I Miss him sooooo much. I keep thinking all the good times outweigh the bad, and that i could just ignore his drinking.
I thought the same thing. I was wrong. It gets to the point (and sounds like it got there quickly for you) where you just can't overlook it. I did for a LONG time, but I got to that point - where I just couldn't take it.

He doesnt use my money for booze so i could always support myself.
Except that you'll end up supporting him. Happened to me. I couldn't get him to work, couldn't get him to look for a job.

I feel awful that i'm 28 years old and had to move back in with my parents. I wonder if i should have just sucked it up and dealt with the stress.
Don't, and No, you should have "just sucked it up." Listen to the voices here. Many of us "just sucked it up" and ended up worse for it. You bailed for a reason, and him forcing you out may just turn out to be the biggest blessing possible.

Early in the morning yesterday and today he would be sober for a bit and send me texts telling me how much he loves me, and sorry for the hurt, blah blah blah.

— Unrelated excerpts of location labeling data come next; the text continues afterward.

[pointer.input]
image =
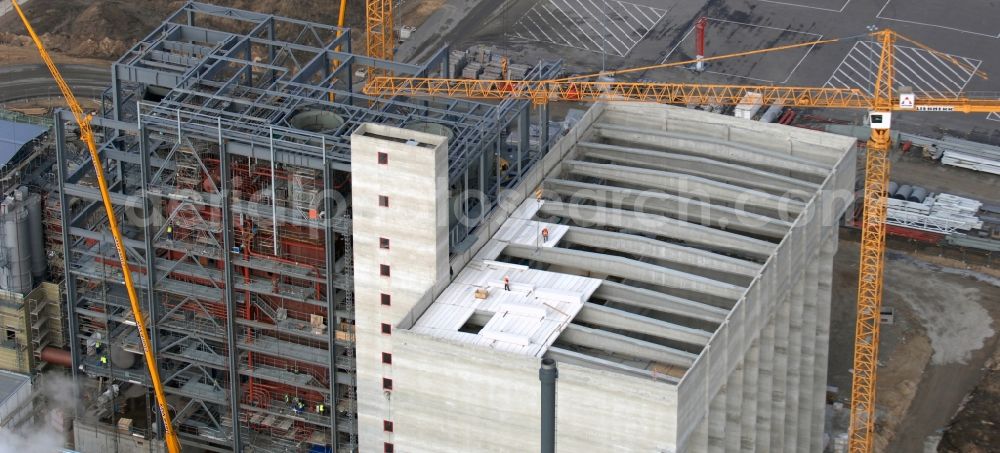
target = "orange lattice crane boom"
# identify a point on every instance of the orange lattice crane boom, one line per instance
(87, 135)
(880, 103)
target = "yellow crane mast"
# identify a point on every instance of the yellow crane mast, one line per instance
(380, 37)
(880, 104)
(87, 135)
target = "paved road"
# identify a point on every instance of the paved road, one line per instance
(33, 81)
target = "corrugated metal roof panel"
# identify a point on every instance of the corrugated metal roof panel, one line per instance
(13, 137)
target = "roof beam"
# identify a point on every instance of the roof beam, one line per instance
(659, 225)
(735, 174)
(678, 207)
(687, 184)
(626, 268)
(656, 301)
(628, 346)
(567, 356)
(720, 148)
(614, 318)
(660, 250)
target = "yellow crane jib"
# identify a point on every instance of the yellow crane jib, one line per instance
(880, 103)
(87, 135)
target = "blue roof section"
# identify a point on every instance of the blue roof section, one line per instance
(13, 137)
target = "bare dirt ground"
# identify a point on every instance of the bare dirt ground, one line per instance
(933, 354)
(105, 29)
(15, 54)
(976, 427)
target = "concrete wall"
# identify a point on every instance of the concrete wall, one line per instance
(416, 224)
(455, 397)
(100, 439)
(758, 386)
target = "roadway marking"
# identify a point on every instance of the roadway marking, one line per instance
(808, 50)
(842, 7)
(880, 16)
(929, 75)
(611, 26)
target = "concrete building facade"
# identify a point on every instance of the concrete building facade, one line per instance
(400, 199)
(677, 267)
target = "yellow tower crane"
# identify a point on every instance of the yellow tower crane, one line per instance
(87, 135)
(380, 36)
(880, 104)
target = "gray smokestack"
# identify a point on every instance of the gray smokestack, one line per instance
(548, 375)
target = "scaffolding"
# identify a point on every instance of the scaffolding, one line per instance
(226, 138)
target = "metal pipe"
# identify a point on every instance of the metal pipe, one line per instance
(548, 375)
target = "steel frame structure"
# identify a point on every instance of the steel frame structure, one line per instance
(238, 223)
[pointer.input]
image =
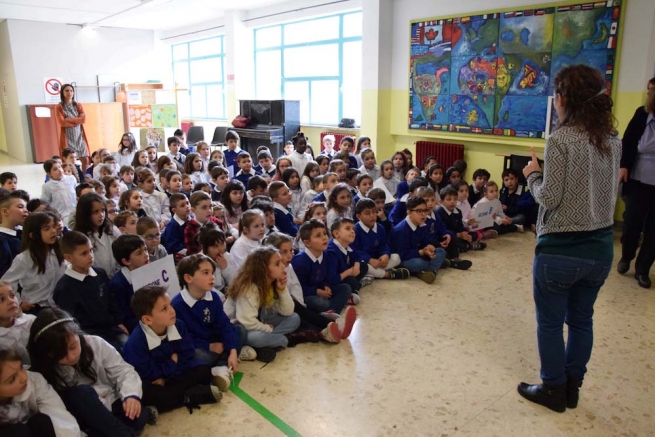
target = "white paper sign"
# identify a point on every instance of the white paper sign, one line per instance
(161, 272)
(52, 89)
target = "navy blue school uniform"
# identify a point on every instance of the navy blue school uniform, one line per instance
(206, 320)
(284, 220)
(371, 243)
(10, 243)
(173, 236)
(122, 291)
(153, 361)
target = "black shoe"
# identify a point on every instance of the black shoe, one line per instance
(553, 397)
(643, 280)
(572, 391)
(460, 264)
(623, 266)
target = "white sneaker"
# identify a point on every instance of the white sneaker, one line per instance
(346, 321)
(247, 354)
(331, 333)
(221, 377)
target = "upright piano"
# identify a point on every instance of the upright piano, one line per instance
(273, 123)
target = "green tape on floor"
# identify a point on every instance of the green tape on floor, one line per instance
(262, 410)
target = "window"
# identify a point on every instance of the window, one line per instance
(199, 66)
(316, 61)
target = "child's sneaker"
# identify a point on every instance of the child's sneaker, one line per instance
(247, 354)
(460, 264)
(427, 277)
(331, 333)
(401, 273)
(354, 299)
(346, 321)
(330, 315)
(221, 377)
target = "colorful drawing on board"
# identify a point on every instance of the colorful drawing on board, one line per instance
(164, 116)
(140, 116)
(493, 73)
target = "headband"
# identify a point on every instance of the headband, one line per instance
(50, 325)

I cant seem to end contact with him, its so hard. I wish i had taken his cell phone with me like i was gonna so he couldnt reach me, but i gave it back to him. I always fall for his sweet texts cause he says all the things i love to hear.
Because he KNOWS how to suck you back in. Be strong. Don't fall for what we call "quacking." It's easier said than done, but trust me, you'll feel better once you get a little time and distance between you.

I want him to go to rehab, so we can attempt a future together, but at the moment i dont think he wants to go, so i cant force him. I know its a long shot that it will fix things, but i want to try. Am i completely insane? I just dont wanna give up on him like everyone else has.

I'm gonna start alanon next week, hoping it will help
You aren't insane, you're exactly like, um, all of us. It's just that people can't be saved unless they want it. Make him prove it.

I used the mantra "if you're still sober and I'm still single in 5 years, then we'll talk." Over and over and over.
I've moved on. My divorce is in the works, and my life has never, NEVER been better.

You didn't cause it,
You can't control it, and
You can't cure it.

Wise words if any have ever been spoken/typed.
Take care of yourself, and be gentle with yourself.